Me atrajo su forma de andar, lánguida y pérfida, como una serpiente en medio del desierto. Buscaba  un poco de consuelo entre aquellas paredes de primavera que cambiaban el humor de cualquiera. Su sonrisa tristona contrastaba con sus ojos vivos que se clavaban en cada detalle de lo que veían, en cada rincón inhóspito allá donde iba. Al principio pensé que era una niña del barrio como las demás, o demasiado precoz o demasiado tímida. Cualquiera de las dos me iba bien mientras no juzgara mi tan antiguo oficio. Pero resultó ser diferente, como su abuela.

“Una, dos, cuatro cagadas. No hay como tener un palomar en el piso de arriba y ‘cagarse en todo’. Y eso que desde la ventana tengo las vistas más bonitas del pueblo: mar, barcas, pescadores, y una puesta de sol inmejorable. ¡Qué mínimo que tener la barandilla del balcón como ‘los chorros del oro’! Un mundo exterior que me saluda cada mañana con alegría, aunque yo no haga más que darle la espalda. Pero es que desde hace años que todo pasa lento, todo es aire muerto. No me atrevo a salir de estas cuatro paredes por miedo a qué me pueda encontrar, sólo los pocos días que viene mi pequeña a verme (la arpía de su madre se lo tiene prohibido). Es por ello que he decidido apoderarme de esta ventana que, como mínimo, ventila el olor a podrido de la habitación. Una habitación con una cama oxidada, una pila de la señorita Pepis para hacer ver lo limpia que soy, una mesa de madera individual y una esquina donde pintar mis ruinosas obras de arte. Sin contar a Emilia, mi silla de ruedas, que apenas cabe.

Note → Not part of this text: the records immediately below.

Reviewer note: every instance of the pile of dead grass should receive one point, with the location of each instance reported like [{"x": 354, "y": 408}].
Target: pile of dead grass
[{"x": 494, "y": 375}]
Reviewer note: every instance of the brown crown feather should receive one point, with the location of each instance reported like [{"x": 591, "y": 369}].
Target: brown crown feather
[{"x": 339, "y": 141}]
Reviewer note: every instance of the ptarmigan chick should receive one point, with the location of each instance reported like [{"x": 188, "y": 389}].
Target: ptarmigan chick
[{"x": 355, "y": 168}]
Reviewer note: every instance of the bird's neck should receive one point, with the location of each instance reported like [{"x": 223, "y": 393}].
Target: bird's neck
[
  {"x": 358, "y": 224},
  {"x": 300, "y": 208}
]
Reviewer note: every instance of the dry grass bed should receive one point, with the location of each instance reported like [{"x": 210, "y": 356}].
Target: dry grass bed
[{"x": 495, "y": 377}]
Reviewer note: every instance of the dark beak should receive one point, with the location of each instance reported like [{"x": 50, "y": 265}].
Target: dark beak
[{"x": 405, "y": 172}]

Y estos ojos azules que todo lo ven de color gris ante una ventana con palomas de regalo que deja entrar la luz del sol, la penumbra de la luna y el destello de las estrellas. Que olvida que la propietaria de esos espejos del alma es tuerta e inválida, y que sólo hace que restregarle por la cara ‘qué vista más bonita’. Pero, como cada día, vuelta a empezar, que no ha sido nada y todo ha valido la pena.”

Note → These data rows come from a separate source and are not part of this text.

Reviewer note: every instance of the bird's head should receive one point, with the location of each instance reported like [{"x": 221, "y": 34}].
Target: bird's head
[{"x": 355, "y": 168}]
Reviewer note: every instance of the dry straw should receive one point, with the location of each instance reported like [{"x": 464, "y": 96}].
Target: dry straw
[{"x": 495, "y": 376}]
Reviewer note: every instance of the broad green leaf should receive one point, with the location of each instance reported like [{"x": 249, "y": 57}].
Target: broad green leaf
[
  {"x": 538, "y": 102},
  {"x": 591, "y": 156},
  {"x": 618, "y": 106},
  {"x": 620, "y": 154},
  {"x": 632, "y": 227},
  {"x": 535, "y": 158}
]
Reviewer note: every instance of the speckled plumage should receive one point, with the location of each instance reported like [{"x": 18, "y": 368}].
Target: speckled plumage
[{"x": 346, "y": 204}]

Y fue el día que entraron por la puerta de la cafetería, una empujando a la otra, que no pude ya más despegarme de esos ojos grandes y azules de la pequeña Geraldine. O de la mayor, a la que ya conocía de leyendas y chismorreos de las vecinas. Un nombre para dos mujeres, separadas por más de medio siglo, que me brindaban la oportunidad de seguir viviendo historias desconocidas que tanto anhelaba escribir, gracias a apretar el disparador en el momento preciso. Así empezaba una nuevo relato de barrio que contaré en el siguiente capítulo. Ahora, como cada día, vuelta a empezar, que no ha sido nada y tengo un servicio.